In [1]:
import jax
import jaxopt
import jax.numpy as jnp
import numpy as np
import optax
import equinox as eqx
import matplotlib.pyplot as plt
%matplotlib inline
# import pandas as pd
from time import process_time

from src.linear_solvers_scan import forward_solve_SD, forward_solve_jacobi
from src.BTCS_Stepper import BTCS_Stepper, RandomTruncatedFourierSeries, rollout, dataloader
from src.prdp import should_refine

# add magic comments for autoreload
%load_ext autoreload
%autoreload 2

In [None]:
jax.devices()

In [None]:
N_DOF = 30   # (along each dimension)
MLP_WIDTH = 3000
grid_1d = jnp.linspace(0, 1, N_DOF+2)[1:-1]

## Heat equation

$$
\frac{\partial u}{\partial t} = \alpha \nabla^2 u
$$

where $u$ is the temperature, $\alpha$ is the thermal diffusivity, and $\nabla^2$ is the Laplacian operator.

## 1D

$$
\frac{\partial u}{\partial t} = \alpha \frac{\partial^2 u}{\partial x^2}
$$

#### Discretization

$$
\frac{u_i^{n} - u_i^{n-1}}{\Delta t} = \alpha \frac{u_{i+1}^n - 2u_i^n + u_{i-1}^n}{\Delta x^2}
$$

Then
$$
u_i^{n} - \frac{\alpha \Delta t}{\Delta x^2} \left( u_{i+1}^n - 2u_i^n + u_{i-1}^n \right) = u_i^{n-1}
$$

## 2D

$$
\frac{\partial u}{\partial t} = \alpha \left( \frac{\partial^2 u}{\partial x^2} + \frac{\partial^2 u}{\partial y^2} \right)
$$

#### Discretization: BTCS

$$
\frac{u_{i,j}^{n} - u_{i,j}^{n-1}}{\Delta t} = \alpha \left( \frac{u_{i+1,j}^{n} - 2u_{i,j}^{n} + u_{i-1,j}^{n}}{\Delta x^2} + \frac{u_{i,j+1}^{n} - 2u_{i,j}^{n} + u_{i,j-1}^{n}}{\Delta y^2} \right)
$$

Using $\Delta y = \Delta x$

$$
u_{i,j}^{n} - \frac{\alpha \Delta t}{\Delta x^2} \left( u_{i+1,j}^{n} + u_{i-1,j}^{n} + u_{i,j+1}^{n} + u_{i,j-1}^{n} - 4u_{i,j}^{n} \right) = u_{i,j}^{n-1}
$$


$$
u_0(x,y) = sin(2 \pi x) sin(2 \pi y)
$$

In [None]:
# create sinusoidal initial condition on a 2D grid
grid_2d = jnp.meshgrid(grid_1d, grid_1d, indexing='ij')
u_0_2d = jnp.sin(2 * jnp.pi * grid_2d[0]) * jnp.sin(2 * jnp.pi * grid_2d[1])
plt.figure(); plt.title('Initial condition')
plt.imshow(u_0_2d, origin='lower')
plt.colorbar()

In [5]:
btcs_stepper = BTCS_Stepper(num_points=N_DOF, dim=2)
u_0 = jnp.reshape(u_0_2d, -1) # flattening the 2D initial condition
assert u_0.shape == (N_DOF**2,)

In [6]:
# test the forward solve - direct and solver
N_STEPS = 50
trj_direct = rollout(btcs_stepper, N_STEPS, include_init=True)(u_0)
trj_solver = rollout(btcs_stepper.jacobi_dynamic, N_STEPS, include_init=True, solver_iterations=20)(u_0)
assert trj_direct.shape == trj_solver.shape == (N_STEPS+1, N_DOF**2)
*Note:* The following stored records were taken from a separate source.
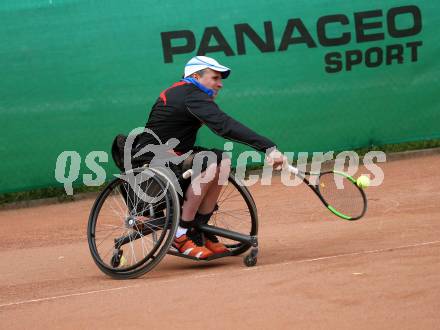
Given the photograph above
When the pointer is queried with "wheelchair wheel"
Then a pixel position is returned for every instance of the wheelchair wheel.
(132, 223)
(235, 211)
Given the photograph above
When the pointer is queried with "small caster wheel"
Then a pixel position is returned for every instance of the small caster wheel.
(116, 258)
(250, 261)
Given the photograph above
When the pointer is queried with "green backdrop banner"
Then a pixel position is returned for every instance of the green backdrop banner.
(312, 76)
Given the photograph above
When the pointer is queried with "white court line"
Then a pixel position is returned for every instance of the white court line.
(215, 274)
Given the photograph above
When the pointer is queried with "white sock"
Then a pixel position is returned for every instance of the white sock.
(180, 231)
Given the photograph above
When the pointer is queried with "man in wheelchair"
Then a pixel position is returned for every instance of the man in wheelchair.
(178, 113)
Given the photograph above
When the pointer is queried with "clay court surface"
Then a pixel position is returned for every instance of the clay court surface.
(314, 271)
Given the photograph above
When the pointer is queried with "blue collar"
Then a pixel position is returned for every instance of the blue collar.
(193, 81)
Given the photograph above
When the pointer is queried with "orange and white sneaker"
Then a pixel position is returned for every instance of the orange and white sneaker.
(191, 247)
(214, 245)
rel_error = jnp.abs(trj_direct - trj_solver) / jnp.abs(trj_direct)

In [7]:
# plot the time steps as 2D animations
trj_direct_2d = jnp.reshape(trj_direct, (N_STEPS+1, N_DOF, N_DOF))
trj_solver_2d = jnp.reshape(trj_solver, (N_STEPS+1, N_DOF, N_DOF))
rel_error_2d = jnp.reshape(rel_error, (N_STEPS+1, N_DOF, N_DOF))

# create a figure and axes
fig = plt.figure(figsize=(12,5))
ax1 = plt.subplot(1,2,1)   
ax2 = plt.subplot(1,2,2)

ax1.set_xlabel('X')
ax1.set_ylabel('Y')
ax1.set_title('Direct')
ax2.set_xlabel('X')
ax2.set_ylabel('Y')
ax2.set_title('Linear Solver')
txt_title = fig.suptitle('Time Step: 0')

# create an animation
im1 = ax1.imshow(trj_direct_2d[0], origin='lower', animated=True)
im2 = ax2.imshow(trj_solver_2d[0], origin='lower', animated=True)
plt.close()

def animate(i):
    im1.set_array(trj_direct_2d[i])
    im2.set_array(trj_solver_2d[i])
    txt_title.set_text(f'Time Step: {i}')
    return (im1, im2)

from matplotlib.animation import FuncAnimation
anim = FuncAnimation(fig, animate, frames=N_STEPS+1, interval=100, blit=True)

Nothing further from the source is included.